Summer Program August 6-17, 2012: Computational Advertising

In cooperation with the Society for Industrial and Applied Mathematics (SIAM) and the SIAG/DMA.


E-commerce is pioneering new kinds of advertising and new kinds of customer service. These innovations pose novel challenges in statistics and mathematics. For example:

* A search engine company might write a contract to present an on-line advertisement to 2 million males in California between the ages of 20 and 40 in November, and another contract to present a different ad to 4 million males aged 20 to 60 in Southern California during November and December. The search engine company needs to decide how to divide up the demographic characteristics of the users for sale, how to price different combinations of characteristics, and how the price of a contract should depend upon the time horizon before the service is due (i.e., a demographically specific contract in the distant future may preclude many other advertisment sales, and the price should reflect that; in contrast, a contract for advertising tomorrow is almost pure revenue, provided that the demographic breakouts are available).

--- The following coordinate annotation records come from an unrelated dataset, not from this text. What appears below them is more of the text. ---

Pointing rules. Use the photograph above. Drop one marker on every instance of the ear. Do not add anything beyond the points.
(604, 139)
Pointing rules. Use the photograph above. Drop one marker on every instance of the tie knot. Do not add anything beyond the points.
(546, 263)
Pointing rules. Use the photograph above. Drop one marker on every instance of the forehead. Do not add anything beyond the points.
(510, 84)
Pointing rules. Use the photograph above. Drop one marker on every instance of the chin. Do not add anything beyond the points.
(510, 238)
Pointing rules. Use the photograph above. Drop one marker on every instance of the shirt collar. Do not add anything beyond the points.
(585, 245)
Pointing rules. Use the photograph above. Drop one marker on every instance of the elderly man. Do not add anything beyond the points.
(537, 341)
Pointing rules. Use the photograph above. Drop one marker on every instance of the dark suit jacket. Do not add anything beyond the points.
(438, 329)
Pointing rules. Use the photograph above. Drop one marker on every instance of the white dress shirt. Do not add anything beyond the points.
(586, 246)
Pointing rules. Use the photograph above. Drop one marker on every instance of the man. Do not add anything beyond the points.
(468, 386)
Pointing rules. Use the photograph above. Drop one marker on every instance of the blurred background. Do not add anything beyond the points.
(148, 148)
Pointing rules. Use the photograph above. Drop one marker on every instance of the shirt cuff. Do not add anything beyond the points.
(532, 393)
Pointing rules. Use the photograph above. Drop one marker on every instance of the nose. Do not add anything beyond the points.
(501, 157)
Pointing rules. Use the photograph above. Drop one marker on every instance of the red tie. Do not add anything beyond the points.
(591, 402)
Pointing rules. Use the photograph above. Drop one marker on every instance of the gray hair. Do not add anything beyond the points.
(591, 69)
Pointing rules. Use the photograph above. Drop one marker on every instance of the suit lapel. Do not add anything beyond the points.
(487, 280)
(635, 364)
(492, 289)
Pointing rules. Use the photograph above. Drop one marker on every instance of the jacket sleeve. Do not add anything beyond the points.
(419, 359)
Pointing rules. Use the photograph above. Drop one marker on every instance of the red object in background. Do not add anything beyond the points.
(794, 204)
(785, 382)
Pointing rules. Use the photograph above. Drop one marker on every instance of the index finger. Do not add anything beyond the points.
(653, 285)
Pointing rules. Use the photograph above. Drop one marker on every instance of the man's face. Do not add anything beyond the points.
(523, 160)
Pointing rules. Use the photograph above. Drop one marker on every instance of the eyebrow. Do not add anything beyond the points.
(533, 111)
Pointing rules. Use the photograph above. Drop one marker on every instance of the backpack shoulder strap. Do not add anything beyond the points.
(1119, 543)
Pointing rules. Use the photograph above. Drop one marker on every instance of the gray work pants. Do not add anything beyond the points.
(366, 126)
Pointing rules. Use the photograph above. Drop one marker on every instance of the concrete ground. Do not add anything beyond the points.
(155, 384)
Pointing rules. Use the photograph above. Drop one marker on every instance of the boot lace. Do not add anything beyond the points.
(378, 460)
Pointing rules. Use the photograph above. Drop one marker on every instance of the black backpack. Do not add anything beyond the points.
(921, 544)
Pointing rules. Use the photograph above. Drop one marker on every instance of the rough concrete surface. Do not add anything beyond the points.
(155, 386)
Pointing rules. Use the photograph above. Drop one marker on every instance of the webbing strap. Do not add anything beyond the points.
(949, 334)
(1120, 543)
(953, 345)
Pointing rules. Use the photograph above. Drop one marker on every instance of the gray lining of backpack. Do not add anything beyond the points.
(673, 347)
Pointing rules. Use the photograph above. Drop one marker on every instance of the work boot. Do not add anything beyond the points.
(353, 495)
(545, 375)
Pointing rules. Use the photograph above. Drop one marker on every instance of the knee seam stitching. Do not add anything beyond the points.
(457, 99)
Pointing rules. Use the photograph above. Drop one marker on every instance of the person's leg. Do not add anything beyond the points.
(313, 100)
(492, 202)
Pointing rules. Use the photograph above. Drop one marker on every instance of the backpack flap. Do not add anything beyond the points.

* Advertisements bid against each other for keywords. The statistical characteristics of these high-speed auctions is unclear, and there are strategies for handicapping the bidders in order to achieve economically desirable outcomes, or to develop better mechanism design.

* Recommender systems are a key component of search engine advertisement technology. All major recommender systems are proprietary (with a narrow exception for the Netflix competition), but the statistical strategies involved in these kinds of complex data mining problem are an important opportunity in the open research domain.

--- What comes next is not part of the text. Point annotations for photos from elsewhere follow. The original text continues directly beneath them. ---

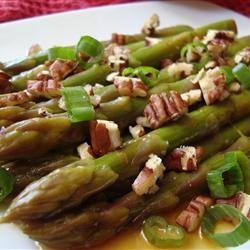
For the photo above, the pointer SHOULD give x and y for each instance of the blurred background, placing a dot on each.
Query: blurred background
(19, 9)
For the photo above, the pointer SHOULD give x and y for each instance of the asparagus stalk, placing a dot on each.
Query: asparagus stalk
(170, 48)
(26, 171)
(19, 82)
(43, 197)
(95, 224)
(35, 137)
(12, 114)
(17, 66)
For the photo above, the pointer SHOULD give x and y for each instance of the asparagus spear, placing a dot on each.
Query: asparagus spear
(17, 66)
(170, 48)
(95, 224)
(43, 197)
(11, 114)
(26, 171)
(35, 137)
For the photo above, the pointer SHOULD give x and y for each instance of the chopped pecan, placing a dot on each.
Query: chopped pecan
(181, 69)
(137, 131)
(43, 75)
(183, 158)
(240, 201)
(119, 39)
(213, 86)
(243, 56)
(16, 98)
(165, 63)
(59, 69)
(150, 25)
(191, 217)
(191, 97)
(5, 84)
(145, 182)
(85, 151)
(162, 109)
(48, 89)
(151, 40)
(105, 136)
(128, 86)
(143, 121)
(34, 49)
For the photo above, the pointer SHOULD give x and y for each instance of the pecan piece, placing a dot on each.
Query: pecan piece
(5, 84)
(119, 39)
(59, 69)
(243, 56)
(190, 218)
(150, 25)
(145, 182)
(47, 88)
(105, 136)
(162, 109)
(240, 201)
(128, 86)
(183, 158)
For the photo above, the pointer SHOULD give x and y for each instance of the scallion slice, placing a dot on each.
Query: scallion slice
(161, 234)
(225, 181)
(147, 74)
(78, 104)
(6, 183)
(90, 47)
(239, 235)
(66, 53)
(227, 71)
(242, 74)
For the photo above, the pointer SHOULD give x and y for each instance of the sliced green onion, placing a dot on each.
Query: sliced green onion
(242, 74)
(244, 163)
(7, 182)
(225, 181)
(227, 71)
(67, 53)
(161, 234)
(78, 104)
(91, 47)
(239, 235)
(193, 47)
(147, 74)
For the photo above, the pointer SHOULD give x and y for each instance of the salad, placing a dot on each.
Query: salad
(102, 135)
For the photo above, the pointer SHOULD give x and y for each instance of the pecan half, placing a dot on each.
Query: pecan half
(137, 131)
(145, 182)
(240, 201)
(105, 136)
(119, 39)
(5, 84)
(15, 99)
(213, 86)
(128, 86)
(183, 158)
(190, 218)
(243, 56)
(47, 88)
(59, 69)
(150, 25)
(162, 109)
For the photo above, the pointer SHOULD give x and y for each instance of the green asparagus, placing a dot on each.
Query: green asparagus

The mathematical challenges that arise in computational advertising include massive, high-speed linear programming, better agent-based models for auction dynamics, and the computational finance behind dynamic management of the sales portfolio. The statistical challenges include modeling and forecasting of trends among users, prediction methodology for recommender systems, and modeling the revenue streams.


This two-week program ran from August 6 to August 17, 2012. The first week was held at the Radisson RTP in Research Triangle Park, NC.  The location is in close proximity to SAMSI. The first three days were spent on technical presentations by leading researchers and industry experts, to bring everyone up to speed on the currently used methodology. On the fourth day, the participants self-organized into working groups, each of which addressed one of the key problem areas (it was permitted that people join more than one group, and the organizers try to arrange the working group schedules to faciliate that).  The second week was spent at SAMSI headquarters in Research Triangle Park.

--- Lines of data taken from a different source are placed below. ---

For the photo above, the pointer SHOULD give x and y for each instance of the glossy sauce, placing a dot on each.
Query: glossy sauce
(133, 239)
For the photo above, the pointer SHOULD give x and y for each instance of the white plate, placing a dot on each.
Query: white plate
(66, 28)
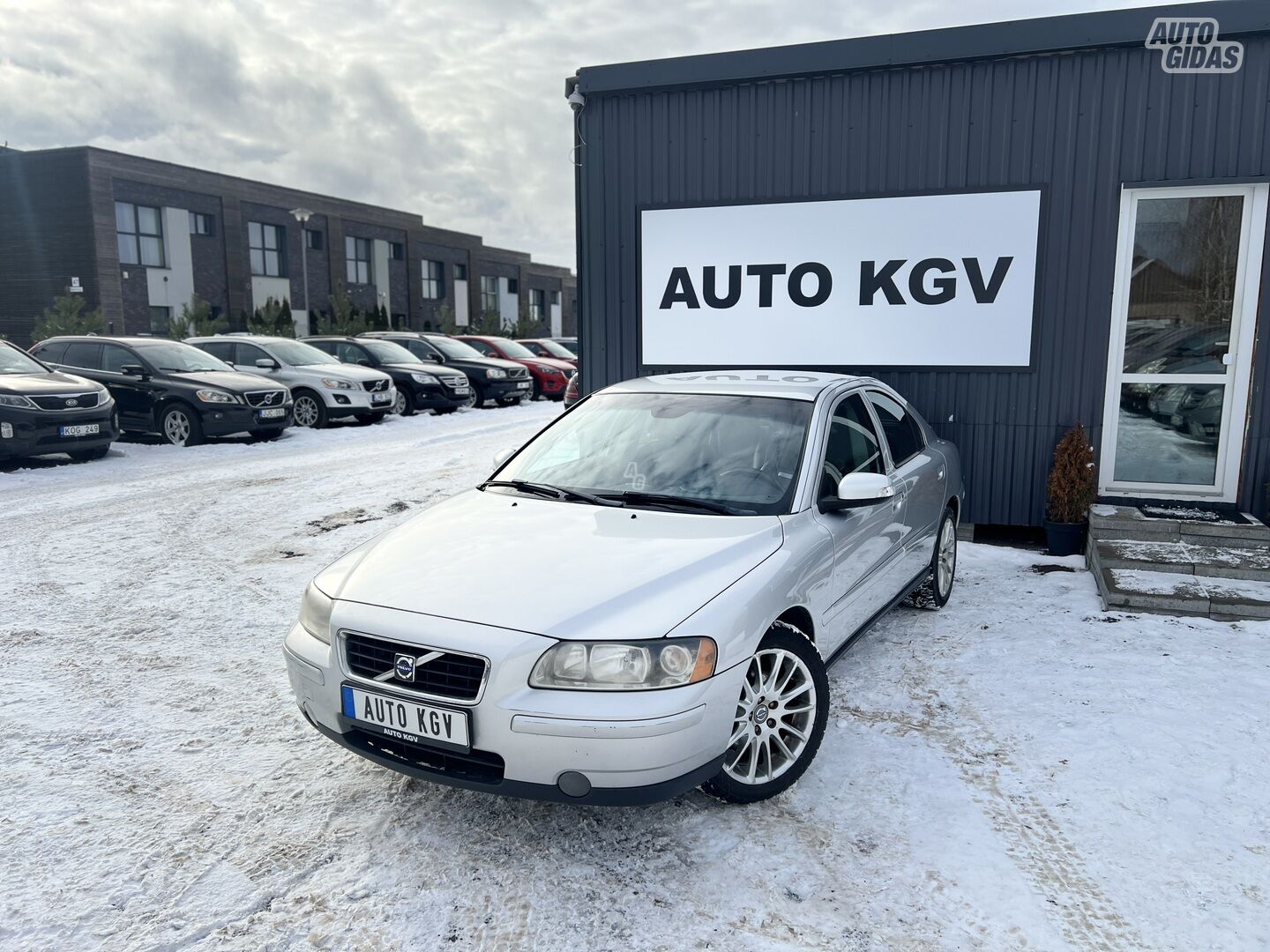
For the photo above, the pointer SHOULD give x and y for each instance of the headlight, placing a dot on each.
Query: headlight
(315, 614)
(216, 397)
(609, 666)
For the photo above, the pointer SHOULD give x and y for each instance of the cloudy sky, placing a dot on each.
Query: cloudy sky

The activities in the working groups addressed real-world datasets provided by the corporate participants. Datasets that were made available include:

Recommender systems data: (1) The Yahoo! music data; (2) Yahoo! search marketing advertiser bid-impression-click data; (3) Yahoo! search marketing advertiser bidding data; (4) Yahoo! Front Page Today module user click log data

Web Search: (1) Learning to Rank competition data.

Advertising: (1) Click logs from a real-world system (to be released, tentative at this point).

e-commerce:( 1) Epinions: data to study user trust and product ratings.